Un couple de perruches aux performances exceptionnelles

Nacho et Trixie ne sont pas des oiseaux ordinaires. Ce couple de perruches, appartenant à l’une des espèces les plus menacées de la planète, a réussi un exploit démographique remarquable : ils ont produit à eux seuls plus de 10 % de l’ensemble des individus de leur espèce recensés aujourd’hui. Leur prolificité, qualifiée de « phénoménale » par les observateurs, a permis de renverser la tendance pour une population au bord de l’extinction.

« Je ne sais pas où ils trouvent toute cette énergie », confie un spécialiste qui suit leur évolution de près. Les deux oiseaux, élevés dans un centre de conservation, ne cessent de pondre et d’élever des petits, année après année, sans montrer de signe d’épuisement. Leur descendance, désormais répartie dans plusieurs institutions et programmes de réintroduction, constitue un réservoir génétique crucial pour la survie de l’espèce.

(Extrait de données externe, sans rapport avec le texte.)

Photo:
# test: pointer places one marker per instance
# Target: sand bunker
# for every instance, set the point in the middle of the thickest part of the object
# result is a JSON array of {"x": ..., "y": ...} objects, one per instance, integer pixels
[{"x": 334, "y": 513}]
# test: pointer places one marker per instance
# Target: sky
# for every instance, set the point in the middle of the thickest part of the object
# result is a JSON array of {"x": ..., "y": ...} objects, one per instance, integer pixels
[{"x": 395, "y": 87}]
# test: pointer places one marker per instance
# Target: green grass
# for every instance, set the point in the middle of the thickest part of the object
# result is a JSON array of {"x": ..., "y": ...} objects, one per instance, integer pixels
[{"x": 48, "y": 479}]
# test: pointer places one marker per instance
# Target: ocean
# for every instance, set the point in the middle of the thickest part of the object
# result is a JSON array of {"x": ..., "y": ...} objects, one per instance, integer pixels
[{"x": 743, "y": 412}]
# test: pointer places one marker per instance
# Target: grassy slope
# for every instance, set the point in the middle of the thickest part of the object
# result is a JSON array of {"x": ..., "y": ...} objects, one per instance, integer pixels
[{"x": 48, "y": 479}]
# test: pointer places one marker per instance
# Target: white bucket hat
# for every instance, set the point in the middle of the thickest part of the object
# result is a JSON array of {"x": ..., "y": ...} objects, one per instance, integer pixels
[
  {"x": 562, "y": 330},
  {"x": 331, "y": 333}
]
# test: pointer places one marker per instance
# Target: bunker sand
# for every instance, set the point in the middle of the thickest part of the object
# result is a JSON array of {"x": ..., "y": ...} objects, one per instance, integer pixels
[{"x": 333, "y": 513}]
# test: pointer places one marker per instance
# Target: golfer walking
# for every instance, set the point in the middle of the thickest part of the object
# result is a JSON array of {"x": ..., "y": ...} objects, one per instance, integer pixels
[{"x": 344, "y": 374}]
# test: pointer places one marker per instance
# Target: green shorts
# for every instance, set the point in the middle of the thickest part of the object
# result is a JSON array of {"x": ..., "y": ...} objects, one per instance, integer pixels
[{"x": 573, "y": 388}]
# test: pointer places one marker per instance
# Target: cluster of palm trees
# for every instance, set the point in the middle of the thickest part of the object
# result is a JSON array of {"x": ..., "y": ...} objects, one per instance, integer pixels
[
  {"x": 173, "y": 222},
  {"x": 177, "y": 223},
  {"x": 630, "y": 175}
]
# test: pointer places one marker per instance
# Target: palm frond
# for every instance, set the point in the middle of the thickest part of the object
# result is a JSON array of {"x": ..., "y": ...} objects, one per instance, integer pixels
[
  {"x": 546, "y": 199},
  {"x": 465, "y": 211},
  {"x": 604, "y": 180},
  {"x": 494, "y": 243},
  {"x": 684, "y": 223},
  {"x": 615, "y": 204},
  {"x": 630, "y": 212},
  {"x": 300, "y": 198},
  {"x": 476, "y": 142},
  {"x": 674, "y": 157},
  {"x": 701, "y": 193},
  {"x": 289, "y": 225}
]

Un programme de conservation couronné de succès

L’histoire de Nacho et Trixie s’inscrit dans un effort plus large de préservation de cette perruche rare. Face au déclin dramatique de l’espèce dans son habitat naturel, dû au braconnage et à la destruction des forêts, des centres d’élevage ont été mis en place. Le couple vedette s’est distingué dès le départ par son ardeur reproductive.

Les responsables du programme expliquent que Nacho et Trixie ont été placés dans des conditions optimales : alimentation adaptée, volière spacieuse, absence de stress. Mais leur énergie semble innée. « Ils s’accouplent plusieurs fois par jour et produisent des couvées plus fréquentes que la moyenne », précise un soigneur. Chaque nichée compte généralement quatre à six œufs, et les deux parents se relaient avec dévouement pour couver et nourrir les oisillons.

Un impact démographique considérable

Avec plusieurs centaines de descendants directs ou indirects (petits-enfants, arrière-petits-enfants), Nacho et Trixie ont profondément modifié la pyramide des âges de leur espèce en captivité. Leur patrimoine génétique est désormais présent dans la majorité des groupes de reproduction. Cela a obligé les gestionnaires à diversifier les accouplements pour éviter une trop grande homogénéité.

« Si nous n’avions pas eu ce couple, la situation serait bien plus critique », estime un biologiste impliqué dans le projet. L’espèce comptait moins d’une centaine d’individus il y a une décennie ; aujourd’hui, grâce notamment à Nacho et Trixie, les effectifs ont plus que triplé. Un premier groupe a même été relâché dans une réserve protégée l’an dernier, avec des signes encourageants de reproduction en milieu sauvage.

Un avenir encore fragile

Malgré cette bonne nouvelle, la sous-espèce reste classée « en danger critique d’extinction » sur la liste rouge de l’Union internationale pour la conservation de la nature. La pression humaine sur les forêts tropicales où elle vivait autrefois ne faiblit pas. Les conservationnistes insistent : le succès de Nacho et Trixie ne doit pas faire oublier la nécessité de protéger les habitats naturels.

En attendant, le couple continue de battre tous les records. « On les surnomme les super-perruches », s’amuse un vétérinaire. « Ils sont infatigables. » Trixie, régulièrement aperçue en train de lisser les plumes de son partenaire, et Nacho, qui parade en gonflant son jabot, forment un duo aussi attachant qu’efficace. Leur histoire illustre comment un effort de conservation ciblé, même concentré sur quelques individus exceptionnels, peut inverser le cours d’un déclin.